Un autre facteur important qui se cache derrière les attaques contre les chrétiens est financier. Asghar Ali Engineer montre comment le développement inégal est à l’origine de la crise identitaire d’une communauté : « Lorsqu’une certaine communauté gagne le progrès économique, cela crée chez ses homologues moins développés un fort sentiment de rivalité vis-à-vis d’elle. Dans une telle situation, afin de gagner le soutien des masses de leurs communautés, ceux qui ressentent l’infériorité s’appuient davantage sur les valeurs spécifiques de leurs propres communautés contre celles de la communauté en progrès[11]. »
Il existe chez les hindous le sentiment que les musulmans et les chrétiens possèdent plus de poids politique et économique que leur nombre pourrait le justifier dans le pays. Une étude sur le développement des chrétiens dans certaines régions du pays comme le Kerala, Goa et Chhattisgarh montre qu’ils sont dans une meilleure position que leurs compatriotes hindous dans le domaine de l’éducation et de l’emploi. La plupart des écoles, collèges et hôpitaux qui sont gérés par les religions minoritaires fonctionnent bien.
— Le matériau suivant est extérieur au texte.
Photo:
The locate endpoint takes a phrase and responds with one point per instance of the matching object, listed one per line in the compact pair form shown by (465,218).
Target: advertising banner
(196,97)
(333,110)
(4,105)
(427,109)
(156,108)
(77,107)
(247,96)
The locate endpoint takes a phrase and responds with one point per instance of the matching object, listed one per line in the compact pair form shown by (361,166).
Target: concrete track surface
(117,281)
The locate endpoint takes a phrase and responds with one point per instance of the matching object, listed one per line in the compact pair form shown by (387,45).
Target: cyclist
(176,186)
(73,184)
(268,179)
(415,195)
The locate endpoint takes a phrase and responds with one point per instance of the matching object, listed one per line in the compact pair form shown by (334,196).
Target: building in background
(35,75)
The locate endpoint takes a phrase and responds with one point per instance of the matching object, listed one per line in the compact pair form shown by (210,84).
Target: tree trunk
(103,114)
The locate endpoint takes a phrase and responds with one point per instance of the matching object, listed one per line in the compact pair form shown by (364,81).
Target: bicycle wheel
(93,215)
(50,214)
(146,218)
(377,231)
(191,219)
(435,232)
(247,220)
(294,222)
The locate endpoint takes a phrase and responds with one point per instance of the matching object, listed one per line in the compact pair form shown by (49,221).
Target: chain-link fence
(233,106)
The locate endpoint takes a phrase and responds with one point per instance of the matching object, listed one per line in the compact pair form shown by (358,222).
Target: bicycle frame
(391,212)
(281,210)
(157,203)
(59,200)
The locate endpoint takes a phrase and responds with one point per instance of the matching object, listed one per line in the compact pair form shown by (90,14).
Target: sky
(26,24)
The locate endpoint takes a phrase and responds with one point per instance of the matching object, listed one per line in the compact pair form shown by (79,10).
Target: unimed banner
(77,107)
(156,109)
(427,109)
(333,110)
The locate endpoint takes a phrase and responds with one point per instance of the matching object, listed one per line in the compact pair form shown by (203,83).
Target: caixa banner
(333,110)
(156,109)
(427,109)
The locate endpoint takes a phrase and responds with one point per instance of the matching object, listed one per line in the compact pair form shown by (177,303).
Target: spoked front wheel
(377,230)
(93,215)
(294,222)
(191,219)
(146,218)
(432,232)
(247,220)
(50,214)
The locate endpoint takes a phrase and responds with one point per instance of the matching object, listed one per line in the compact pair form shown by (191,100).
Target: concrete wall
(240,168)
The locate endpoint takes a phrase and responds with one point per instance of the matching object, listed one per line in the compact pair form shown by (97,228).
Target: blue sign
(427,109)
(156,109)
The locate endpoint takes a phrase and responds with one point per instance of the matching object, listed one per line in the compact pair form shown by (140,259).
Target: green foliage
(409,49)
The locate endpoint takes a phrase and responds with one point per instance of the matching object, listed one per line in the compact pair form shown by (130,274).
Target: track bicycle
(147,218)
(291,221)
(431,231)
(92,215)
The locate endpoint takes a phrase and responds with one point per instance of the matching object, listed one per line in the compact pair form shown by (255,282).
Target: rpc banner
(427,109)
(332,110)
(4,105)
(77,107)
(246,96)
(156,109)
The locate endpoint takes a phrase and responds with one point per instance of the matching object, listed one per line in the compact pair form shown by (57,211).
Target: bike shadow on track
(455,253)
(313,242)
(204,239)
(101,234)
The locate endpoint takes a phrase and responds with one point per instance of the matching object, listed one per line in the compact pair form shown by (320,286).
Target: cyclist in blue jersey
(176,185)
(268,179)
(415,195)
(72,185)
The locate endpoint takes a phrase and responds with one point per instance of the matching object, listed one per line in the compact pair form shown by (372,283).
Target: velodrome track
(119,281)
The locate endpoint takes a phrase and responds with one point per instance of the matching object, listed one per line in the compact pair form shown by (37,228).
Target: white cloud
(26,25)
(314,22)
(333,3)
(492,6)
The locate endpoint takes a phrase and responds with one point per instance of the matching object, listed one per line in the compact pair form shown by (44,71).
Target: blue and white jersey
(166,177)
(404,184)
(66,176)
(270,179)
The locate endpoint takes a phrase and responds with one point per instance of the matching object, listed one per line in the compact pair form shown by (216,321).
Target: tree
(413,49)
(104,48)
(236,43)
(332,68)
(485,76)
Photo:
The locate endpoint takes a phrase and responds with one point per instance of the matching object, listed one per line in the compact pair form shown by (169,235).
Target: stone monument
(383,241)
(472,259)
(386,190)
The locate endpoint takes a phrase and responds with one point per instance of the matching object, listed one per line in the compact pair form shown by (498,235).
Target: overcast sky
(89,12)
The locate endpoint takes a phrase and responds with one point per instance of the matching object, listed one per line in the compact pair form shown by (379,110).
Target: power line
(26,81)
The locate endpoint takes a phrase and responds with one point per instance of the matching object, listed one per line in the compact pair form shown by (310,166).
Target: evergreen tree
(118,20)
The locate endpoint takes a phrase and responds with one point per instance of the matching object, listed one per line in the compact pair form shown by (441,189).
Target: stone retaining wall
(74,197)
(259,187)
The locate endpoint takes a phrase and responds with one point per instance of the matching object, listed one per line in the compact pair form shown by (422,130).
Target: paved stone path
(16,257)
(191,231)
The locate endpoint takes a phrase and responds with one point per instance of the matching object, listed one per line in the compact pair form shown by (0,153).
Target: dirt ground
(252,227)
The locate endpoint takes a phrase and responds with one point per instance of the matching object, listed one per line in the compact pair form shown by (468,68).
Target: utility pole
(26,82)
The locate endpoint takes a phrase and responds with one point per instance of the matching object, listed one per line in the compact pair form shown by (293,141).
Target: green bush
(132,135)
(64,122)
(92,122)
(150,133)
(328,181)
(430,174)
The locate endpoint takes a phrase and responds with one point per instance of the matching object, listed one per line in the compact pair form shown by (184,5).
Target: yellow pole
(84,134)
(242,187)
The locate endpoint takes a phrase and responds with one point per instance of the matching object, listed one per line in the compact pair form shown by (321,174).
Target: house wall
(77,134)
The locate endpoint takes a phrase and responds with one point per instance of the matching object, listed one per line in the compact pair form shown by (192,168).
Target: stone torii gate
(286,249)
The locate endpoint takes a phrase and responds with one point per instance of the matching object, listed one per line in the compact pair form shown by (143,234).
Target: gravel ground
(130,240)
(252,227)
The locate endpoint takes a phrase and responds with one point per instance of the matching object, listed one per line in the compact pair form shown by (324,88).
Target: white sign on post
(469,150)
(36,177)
Ils sont des symboles de puissance et de prestige et deviennent en effet des sources d’envie pour les autres.
L’émeute au Gujarat en 2002 montre l’évidence des intérêts économiques qui existent derrière les attaques communalistes. La manière dont la violence a été conduite indique qu’une longue période de préparation a précédé la destruction des bâtiments musulmans dans la ville d’Ahmedabad. Les centres commerciaux que les musulmans possédaient sur la rive ouest de la rivière Sabarmathi étaient une affaire de jalousie chez des partisans de l’hindutva. Ces derniers ont utilisé l’expertise d’une agence professionnelle pour préparer la liste des établissements commerciaux musulmans de la ville, ce qui a aidé les gangs à détruire systématiquement leurs propriétés. Sur le chemin de l’aéroport à la ville, des centaines d’hôtels appartenant aux musulmans chelliya ont été détruits. Au marché de fruits à Naroda, dix-sept magasins de musulmans ont été vidés. Plus de 1 000 camions aux mains des musulmans ont été endommagés et incendiés[12].
Les militants hindous organisent parfois la violence contre les chrétiens comme une stratégie pour gagner l’unité entre les différentes sectes hindoues. La stratégie de « construire contre l’autre » consiste à identifier les ennemis et les amis d’un groupe et à inviter ses membres à s’organiser contre ces ennemis imaginaires. Le processus de « construction contre l’autre » est réalisé en imitant les traits qui donnent la suprématie à l’ennemi. Le plus drôle est qu’il finit par imiter ce qu’ils reprochaient à l’ennemi[13].
M.S. Golwalkar, dans le chapitre 16 de son livre Bunch of Thoughts, explique les trois menaces internes de l’Inde. Elles visent les musulmans, les chrétiens et les communistes : « En ce qui concerne les chrétiens, ils apparaissent tout à fait inoffensifs pour un observateur superficiel. Leurs discours sont la compassion et l’amour pour toute l’humanité ! Ils se présentent comme s’ils étaient spécialement délégués par le Tout-Puissant pour élever l’humanité ! Ils dirigent les écoles, les collèges, les hôpitaux et les orphelinats. Les habitants de notre pays, simples et innocents comme ils sont, sont stupéfaits par toutes ces choses. Mais quel est le motif réel des chrétiens à verser des millions de roupies dans toutes ces activités ?… Tant que les chrétiens agissent comme des agents du mouvement international pour la propagation du christianisme, et refusent de se comporter comme de vrais enfants de l’héritage et de la culture de leurs ancêtres, ils seront considérés comme des ennemis et devront être traités comme tels.[14] »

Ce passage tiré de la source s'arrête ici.